If you are living the life of a location-independent entrepreneur, you will sooner or later encounter the possibility to form an offshore company to save on taxes or social security contributions.

But, based on a number of different factors, your new offshore company might be taxed by different countries.

At first we need to distinguish between two types of companies, natural persons and legal entities.

For natural persons, things are pretty easy, they are either taxed in the country they are living in or the country they hold citizenship of (or sometimes both).

So if you register as a sole-proprietor or as a partnership, that business is, in general, taxed in the country where you register it.

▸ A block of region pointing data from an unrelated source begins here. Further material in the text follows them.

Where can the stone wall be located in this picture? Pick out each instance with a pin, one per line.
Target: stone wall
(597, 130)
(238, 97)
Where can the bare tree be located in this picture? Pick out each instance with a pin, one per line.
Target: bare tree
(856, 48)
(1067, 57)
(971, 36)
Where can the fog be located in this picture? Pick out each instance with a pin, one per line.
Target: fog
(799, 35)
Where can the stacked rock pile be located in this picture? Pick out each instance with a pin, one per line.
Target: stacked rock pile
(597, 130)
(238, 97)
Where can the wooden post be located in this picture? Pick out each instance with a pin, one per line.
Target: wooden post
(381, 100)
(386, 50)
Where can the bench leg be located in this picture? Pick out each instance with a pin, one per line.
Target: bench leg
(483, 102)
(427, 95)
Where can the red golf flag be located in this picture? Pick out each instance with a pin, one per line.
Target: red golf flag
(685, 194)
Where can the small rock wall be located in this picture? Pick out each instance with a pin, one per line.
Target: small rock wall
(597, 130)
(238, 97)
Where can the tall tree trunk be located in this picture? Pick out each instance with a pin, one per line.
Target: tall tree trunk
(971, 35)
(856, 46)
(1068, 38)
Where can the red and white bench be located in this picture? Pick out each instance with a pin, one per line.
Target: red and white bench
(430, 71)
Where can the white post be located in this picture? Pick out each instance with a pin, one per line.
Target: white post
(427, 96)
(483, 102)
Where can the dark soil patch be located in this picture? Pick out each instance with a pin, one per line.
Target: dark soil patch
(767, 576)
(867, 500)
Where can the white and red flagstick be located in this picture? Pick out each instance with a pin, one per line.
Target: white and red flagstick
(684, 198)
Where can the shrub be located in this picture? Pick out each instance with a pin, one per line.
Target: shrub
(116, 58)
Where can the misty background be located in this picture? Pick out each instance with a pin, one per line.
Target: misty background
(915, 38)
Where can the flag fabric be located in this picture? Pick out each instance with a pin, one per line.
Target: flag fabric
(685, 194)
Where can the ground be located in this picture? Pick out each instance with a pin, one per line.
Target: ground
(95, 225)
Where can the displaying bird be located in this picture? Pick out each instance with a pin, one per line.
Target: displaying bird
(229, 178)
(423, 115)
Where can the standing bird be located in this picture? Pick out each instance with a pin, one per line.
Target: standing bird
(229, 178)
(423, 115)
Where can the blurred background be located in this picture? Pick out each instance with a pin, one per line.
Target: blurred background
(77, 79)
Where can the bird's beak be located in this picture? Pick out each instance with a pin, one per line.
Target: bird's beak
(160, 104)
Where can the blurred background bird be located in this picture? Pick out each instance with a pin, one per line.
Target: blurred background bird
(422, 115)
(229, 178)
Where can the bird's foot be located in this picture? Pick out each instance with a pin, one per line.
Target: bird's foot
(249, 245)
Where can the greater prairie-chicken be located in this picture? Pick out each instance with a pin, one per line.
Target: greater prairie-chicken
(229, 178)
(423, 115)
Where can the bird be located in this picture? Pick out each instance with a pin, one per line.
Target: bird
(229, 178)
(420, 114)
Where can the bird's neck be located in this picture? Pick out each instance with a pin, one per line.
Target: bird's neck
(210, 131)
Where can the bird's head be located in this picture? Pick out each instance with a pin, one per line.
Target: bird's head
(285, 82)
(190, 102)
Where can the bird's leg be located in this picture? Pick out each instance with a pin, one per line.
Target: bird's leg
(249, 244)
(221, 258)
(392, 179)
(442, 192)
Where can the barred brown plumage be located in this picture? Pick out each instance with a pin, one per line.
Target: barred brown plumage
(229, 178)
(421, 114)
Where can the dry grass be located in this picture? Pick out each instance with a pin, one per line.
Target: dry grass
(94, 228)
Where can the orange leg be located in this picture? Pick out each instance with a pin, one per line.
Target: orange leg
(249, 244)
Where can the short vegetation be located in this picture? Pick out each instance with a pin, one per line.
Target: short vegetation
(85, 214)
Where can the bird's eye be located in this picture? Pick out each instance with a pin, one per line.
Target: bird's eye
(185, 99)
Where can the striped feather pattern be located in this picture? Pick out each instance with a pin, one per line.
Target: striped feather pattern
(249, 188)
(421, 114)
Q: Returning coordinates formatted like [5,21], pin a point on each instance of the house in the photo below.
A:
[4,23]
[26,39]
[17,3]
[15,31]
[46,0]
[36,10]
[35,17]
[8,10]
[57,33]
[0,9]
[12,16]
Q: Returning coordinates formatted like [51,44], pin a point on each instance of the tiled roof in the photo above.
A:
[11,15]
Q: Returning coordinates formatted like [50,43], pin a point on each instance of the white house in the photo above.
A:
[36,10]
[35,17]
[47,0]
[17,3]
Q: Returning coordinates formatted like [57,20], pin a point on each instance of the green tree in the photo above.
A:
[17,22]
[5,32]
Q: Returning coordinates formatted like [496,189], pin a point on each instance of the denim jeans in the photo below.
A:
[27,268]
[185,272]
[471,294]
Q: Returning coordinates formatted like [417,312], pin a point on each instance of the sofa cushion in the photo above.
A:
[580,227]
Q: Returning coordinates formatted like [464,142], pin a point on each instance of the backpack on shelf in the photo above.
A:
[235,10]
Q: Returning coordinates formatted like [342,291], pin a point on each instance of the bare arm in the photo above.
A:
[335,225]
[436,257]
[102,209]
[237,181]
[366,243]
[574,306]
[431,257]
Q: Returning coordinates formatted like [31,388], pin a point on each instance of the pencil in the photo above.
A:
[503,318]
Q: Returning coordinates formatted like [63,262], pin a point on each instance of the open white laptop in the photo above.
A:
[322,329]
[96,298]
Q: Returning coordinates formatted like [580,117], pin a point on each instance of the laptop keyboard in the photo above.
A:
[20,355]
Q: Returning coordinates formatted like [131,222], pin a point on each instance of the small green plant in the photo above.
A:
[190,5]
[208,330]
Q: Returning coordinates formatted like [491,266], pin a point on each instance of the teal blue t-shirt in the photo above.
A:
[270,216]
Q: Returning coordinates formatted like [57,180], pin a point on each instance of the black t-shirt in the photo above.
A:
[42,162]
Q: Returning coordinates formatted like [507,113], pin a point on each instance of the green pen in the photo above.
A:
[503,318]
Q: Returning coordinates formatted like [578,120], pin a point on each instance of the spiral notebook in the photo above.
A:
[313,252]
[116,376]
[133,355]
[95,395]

For legal entities, we again have to differentiate between pass-through entities and entities that are taxed as an own legal person.

A pass-through entity is basically a corporate tool that often gives you legal protection like a corporation, but taxation passes through to the members of the entity. Examples for this are US LLCs or Canadian Limited Partnerships.

Finally, entities that are taxed as an own legal person are taxed in the country where they are incorporated, no matter where the owners live and pay their tax. Examples for this are US C-Corporations, UK Limited companies, Spanish Sociedades Limitadas, etc.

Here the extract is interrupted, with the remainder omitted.